À cela s’ajoute le blocage persistant des aides et financements extérieurs, conditionnés à des réformes structurelles que l’État n’a pas mises en œuvre. Les lignes de crédit internationales, notamment celles de la Banque européenne d’investissement ou de l’AFD, restent gelées. Ces instruments auraient pourtant pu servir de levier pour maintenir à flot une partie du tissu entrepreneurial local.
Fracture régionale et effondrement différencié du tissu économique
La crise du secteur privé révèle aussi un déséquilibre territorial croissant. Si Beyrouth et ses environs immédiats bénéficient encore d’un minimum de liquidité et de connexions commerciales, les régions périphériques subissent de plein fouet la désintégration du tissu entrepreneurial. Dans des villes comme Tripoli, Baalbeck ou Nabatieh, le taux de fermeture des entreprises dépasse les moyennes nationales, avec des conséquences sociales lourdes.

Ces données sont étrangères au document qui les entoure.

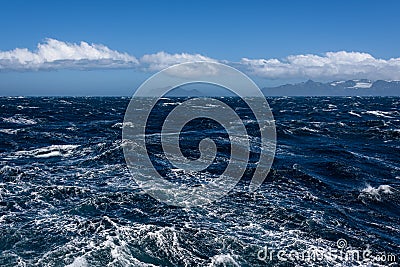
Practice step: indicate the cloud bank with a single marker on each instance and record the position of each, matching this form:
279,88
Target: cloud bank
54,54
331,65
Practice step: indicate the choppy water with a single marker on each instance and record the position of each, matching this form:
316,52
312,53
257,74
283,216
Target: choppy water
67,198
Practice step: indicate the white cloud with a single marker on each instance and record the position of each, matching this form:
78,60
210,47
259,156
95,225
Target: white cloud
54,54
161,60
332,65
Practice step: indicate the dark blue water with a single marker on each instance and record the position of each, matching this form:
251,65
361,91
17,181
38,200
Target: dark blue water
67,197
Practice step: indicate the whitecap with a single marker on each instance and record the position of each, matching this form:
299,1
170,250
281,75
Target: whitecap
376,193
20,120
49,151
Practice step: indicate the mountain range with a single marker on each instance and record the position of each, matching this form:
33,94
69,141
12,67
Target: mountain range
361,87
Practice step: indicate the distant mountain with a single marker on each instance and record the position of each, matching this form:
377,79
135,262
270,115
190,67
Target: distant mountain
361,87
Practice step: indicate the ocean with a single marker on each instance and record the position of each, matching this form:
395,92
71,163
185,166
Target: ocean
331,198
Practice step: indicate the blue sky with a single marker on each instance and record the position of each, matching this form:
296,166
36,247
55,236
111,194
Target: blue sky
273,42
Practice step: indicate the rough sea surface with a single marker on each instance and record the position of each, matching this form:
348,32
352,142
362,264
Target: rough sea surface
68,199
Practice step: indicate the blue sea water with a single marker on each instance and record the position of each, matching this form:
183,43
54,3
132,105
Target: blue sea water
68,199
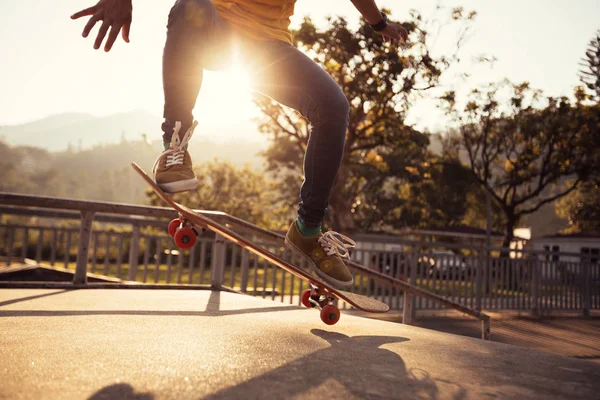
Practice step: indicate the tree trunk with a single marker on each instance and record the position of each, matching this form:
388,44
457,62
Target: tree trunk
509,234
340,206
505,253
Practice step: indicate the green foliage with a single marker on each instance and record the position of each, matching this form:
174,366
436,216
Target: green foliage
590,75
240,192
524,150
382,155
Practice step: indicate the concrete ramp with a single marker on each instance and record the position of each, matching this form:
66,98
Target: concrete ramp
181,344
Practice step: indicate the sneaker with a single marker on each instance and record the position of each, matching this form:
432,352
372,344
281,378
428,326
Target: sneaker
325,253
173,170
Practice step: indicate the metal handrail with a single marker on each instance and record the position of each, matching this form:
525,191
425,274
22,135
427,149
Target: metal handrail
89,208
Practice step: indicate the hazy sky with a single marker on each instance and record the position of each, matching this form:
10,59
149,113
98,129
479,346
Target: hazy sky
47,67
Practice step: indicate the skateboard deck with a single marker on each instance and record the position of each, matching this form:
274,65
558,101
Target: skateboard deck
322,293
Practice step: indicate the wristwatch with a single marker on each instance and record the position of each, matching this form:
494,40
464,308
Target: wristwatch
381,25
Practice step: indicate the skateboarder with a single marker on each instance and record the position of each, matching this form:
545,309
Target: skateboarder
207,34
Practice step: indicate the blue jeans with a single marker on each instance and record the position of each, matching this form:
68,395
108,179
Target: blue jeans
199,38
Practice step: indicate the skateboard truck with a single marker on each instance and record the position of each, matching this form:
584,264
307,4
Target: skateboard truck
320,299
183,232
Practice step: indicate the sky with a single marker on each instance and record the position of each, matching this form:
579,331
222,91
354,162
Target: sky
48,68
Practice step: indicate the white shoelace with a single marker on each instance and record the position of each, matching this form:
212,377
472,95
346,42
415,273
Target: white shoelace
176,151
336,244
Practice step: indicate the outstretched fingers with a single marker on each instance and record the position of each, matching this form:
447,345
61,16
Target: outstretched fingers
88,11
90,25
101,34
125,31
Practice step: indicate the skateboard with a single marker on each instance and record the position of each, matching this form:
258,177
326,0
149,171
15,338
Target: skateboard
320,295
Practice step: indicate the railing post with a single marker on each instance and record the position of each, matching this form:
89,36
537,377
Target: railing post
586,286
486,328
218,262
85,233
134,251
408,311
245,267
479,280
535,282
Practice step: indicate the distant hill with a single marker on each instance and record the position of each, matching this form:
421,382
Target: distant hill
80,131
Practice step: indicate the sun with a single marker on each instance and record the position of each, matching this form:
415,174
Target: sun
225,98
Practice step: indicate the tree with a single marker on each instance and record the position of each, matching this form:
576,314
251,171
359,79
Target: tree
523,153
382,154
590,75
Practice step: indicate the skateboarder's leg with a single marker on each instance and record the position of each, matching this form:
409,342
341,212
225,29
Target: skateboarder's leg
291,78
197,38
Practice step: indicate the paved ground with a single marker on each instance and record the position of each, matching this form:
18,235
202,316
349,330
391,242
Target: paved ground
566,335
147,344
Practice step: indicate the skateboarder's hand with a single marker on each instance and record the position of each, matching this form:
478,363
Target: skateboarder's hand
114,14
394,33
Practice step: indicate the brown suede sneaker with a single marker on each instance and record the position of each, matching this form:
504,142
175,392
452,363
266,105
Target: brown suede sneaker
173,171
324,253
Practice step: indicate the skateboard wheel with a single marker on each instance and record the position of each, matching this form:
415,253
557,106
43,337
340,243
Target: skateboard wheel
185,238
173,225
330,314
305,298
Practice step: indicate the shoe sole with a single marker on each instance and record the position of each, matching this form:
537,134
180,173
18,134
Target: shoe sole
179,186
313,268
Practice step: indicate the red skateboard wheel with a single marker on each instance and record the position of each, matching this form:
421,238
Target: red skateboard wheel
185,238
173,225
330,314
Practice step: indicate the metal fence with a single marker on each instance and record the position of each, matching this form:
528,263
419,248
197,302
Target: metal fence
466,276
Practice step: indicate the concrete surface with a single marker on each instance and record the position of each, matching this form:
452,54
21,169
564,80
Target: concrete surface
155,344
569,335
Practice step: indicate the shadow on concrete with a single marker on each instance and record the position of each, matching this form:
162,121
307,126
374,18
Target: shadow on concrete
350,367
70,313
121,391
13,301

Les zones rurales, autrefois soutenues par des filières agro-industrielles locales ou des marchés de proximité, voient leurs circuits économiques se disloquer. L’absence de réseaux de distribution stables, le retrait des grandes enseignes de commerce, et la migration de nombreuses familles vers les zones urbaines accentuent l’isolement économique. Cette marginalisation nourrit une montée du chômage structurel et pousse une partie de la population vers des formes de survie informelles.
Les chambres de commerce régionales tirent la sonnette d’alarme : sans plan de soutien différencié et sans rééquilibrage des investissements publics, la fracture entre le centre et les périphéries risque de devenir irréversible. Dans plusieurs municipalités, des initiatives locales de solidarité ont été mises en place, mais elles restent marginales face à l’ampleur des besoins.